Bagatelizowaniem czerwonych światełek...
- Totalnym bagatelizowaniem. Wyobraź sobie miasto, w którym ktoś pozakrywał światła na skrzyżowaniach, i jazdę samochodem po tym mieście. To jest umysł heroinisty. Mojego kolegę rodzice zamknęli kiedyś w mieszkaniu. On spuścił się z dziewiątego piętra po piorunochronie, poszedł na przystanek, pojechał autobusem do dilera. Następnego ranka, gdy wytrzeźwiał, okazało się, że od doby chodzi ze złamaną nogą.

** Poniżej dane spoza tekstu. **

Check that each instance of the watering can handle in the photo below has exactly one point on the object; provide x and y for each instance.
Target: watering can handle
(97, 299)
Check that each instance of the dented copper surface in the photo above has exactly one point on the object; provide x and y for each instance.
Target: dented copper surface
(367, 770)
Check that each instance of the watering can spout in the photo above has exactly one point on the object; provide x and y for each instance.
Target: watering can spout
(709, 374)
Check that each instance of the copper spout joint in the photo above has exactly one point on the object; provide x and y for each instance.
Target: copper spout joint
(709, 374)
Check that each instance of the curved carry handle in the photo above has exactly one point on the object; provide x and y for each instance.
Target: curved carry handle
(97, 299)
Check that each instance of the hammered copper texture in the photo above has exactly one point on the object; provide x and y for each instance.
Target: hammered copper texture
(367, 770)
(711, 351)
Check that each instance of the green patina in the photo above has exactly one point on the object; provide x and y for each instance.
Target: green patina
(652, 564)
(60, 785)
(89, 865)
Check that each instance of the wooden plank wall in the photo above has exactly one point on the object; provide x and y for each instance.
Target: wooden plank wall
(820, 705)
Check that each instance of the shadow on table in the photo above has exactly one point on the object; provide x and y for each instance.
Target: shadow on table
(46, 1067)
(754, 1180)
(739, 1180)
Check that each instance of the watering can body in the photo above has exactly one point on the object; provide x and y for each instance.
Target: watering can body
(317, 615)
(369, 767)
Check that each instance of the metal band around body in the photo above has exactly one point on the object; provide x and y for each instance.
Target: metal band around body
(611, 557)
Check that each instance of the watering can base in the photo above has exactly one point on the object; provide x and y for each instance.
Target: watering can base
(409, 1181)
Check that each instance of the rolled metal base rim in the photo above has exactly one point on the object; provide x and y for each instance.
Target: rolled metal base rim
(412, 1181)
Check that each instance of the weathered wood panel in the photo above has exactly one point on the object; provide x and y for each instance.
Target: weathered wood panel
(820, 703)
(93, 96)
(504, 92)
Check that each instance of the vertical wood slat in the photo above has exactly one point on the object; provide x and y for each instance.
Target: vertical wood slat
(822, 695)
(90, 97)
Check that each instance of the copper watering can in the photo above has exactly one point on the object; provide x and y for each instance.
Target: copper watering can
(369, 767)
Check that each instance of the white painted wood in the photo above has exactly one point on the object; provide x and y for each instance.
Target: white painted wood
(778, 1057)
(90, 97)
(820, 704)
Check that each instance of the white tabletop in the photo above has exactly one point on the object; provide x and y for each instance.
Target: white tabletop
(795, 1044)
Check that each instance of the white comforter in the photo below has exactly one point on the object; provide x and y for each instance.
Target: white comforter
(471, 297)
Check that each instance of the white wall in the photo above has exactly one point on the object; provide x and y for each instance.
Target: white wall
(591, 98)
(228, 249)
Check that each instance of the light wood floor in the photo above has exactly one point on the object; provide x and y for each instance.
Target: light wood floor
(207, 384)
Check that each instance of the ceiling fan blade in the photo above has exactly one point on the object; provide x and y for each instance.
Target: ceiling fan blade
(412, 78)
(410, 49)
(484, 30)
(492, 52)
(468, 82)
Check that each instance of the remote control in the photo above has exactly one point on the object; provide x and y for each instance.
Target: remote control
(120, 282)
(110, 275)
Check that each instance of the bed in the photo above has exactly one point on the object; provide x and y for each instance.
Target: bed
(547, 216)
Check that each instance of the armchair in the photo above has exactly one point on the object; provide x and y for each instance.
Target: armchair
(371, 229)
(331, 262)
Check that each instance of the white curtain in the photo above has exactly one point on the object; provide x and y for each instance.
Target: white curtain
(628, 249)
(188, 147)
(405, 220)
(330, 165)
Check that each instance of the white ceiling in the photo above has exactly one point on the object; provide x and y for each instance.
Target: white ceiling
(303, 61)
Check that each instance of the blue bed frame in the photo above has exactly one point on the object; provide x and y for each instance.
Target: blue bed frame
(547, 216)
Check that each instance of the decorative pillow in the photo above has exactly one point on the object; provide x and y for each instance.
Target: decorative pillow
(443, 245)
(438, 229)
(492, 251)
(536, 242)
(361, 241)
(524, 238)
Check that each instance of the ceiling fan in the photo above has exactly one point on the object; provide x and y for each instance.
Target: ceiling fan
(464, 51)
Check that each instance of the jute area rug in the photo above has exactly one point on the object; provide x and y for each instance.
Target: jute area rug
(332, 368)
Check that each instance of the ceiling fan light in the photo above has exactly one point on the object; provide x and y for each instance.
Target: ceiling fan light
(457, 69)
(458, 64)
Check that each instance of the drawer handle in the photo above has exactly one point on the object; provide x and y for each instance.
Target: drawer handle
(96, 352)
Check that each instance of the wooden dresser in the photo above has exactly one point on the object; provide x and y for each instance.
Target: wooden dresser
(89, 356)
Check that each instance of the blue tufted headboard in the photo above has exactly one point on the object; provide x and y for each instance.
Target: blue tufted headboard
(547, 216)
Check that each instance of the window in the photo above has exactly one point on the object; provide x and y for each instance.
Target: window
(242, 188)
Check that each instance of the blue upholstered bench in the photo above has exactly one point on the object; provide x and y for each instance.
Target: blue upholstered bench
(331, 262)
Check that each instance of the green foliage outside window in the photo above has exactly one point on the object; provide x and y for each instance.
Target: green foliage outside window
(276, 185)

Pracowałeś pod wpływem narkotyków?
- Nigdy. Miałem dyscyplinę. W pracy tryskałem energią, bo miałem motywację: pracuję, żeby zarobić i zasłużyć na satysfakcję w weekend. Życie zawodowe nie zaczynało się zawalać, ale zaczynało się lekko podpsuwać. Na przykład przychodziliśmy z kolegą do radia prowadzić audycję. Trzeźwi. Ale świadomość tego, że zaraz po robocie pójdziemy zajarać, strasznie nas podniecała. W rezultacie byliśmy trochę za bardzo rozkoszni, trochę za mało dbający o słuchaczy. Kiedyś przez dwie godziny powtarzaliśmy w eterze słowo "czekolada" w taki bardzo słodki, rozmamłany sposób: czekolaaaaaaaaaada, czekoooooooladaaaa. I w końcu zadzwoniła do nas słuchaczka i powiedziała: "Ej, chłopaki, wy nie palcie tyle tej czekolady".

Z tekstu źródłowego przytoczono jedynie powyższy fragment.